In today’s environment of rising operating costs, inflation, and heightened regulatory burdens, flat funding is a functional cut. For FCC educators, this could mean:
- Fewer subsidy slots for eligible families
- No rate increases for providers already operating on razor-thin margins
- No relief for small business owners still reeling from the economic aftermath of the pandemic
Family child care educators are the most flexible, culturally responsive, and community-embedded providers in the early care and education system. They are educators, caregivers, and small business owners—often all in one day. Their homes double as classrooms, safe havens, and engines of local economic resilience.

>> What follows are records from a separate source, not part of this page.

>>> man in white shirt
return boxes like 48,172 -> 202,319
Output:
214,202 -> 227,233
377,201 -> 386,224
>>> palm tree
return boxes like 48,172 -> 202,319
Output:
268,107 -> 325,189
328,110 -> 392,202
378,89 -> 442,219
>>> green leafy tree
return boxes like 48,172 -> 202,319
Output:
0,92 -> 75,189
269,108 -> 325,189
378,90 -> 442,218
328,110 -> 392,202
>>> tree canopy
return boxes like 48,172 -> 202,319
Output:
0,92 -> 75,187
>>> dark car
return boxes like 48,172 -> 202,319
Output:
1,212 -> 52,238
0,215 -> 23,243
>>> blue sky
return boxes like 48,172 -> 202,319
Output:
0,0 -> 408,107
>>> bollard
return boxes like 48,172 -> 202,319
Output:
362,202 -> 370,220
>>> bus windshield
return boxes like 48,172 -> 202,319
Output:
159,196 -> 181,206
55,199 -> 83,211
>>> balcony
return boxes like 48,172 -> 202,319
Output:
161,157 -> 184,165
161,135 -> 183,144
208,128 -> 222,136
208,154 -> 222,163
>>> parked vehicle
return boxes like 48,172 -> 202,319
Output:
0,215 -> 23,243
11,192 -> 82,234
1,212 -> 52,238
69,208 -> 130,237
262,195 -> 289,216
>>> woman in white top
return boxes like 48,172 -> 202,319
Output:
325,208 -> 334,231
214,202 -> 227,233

And yet, they remain underfunded, undervalued, and under-recognized in both federal policy and funding priorities.
The proposed budget fails to acknowledge this reality. It offers no vision, no plan, and no investment in the essential role FCC educators play in supporting working families and young children.
We reject the idea that level funding is sufficient. It is not. The Fiscal Year 2026 proposal does not meet the moment and does not reflect a government committed to building a stable, inclusive, and sustainable child care system.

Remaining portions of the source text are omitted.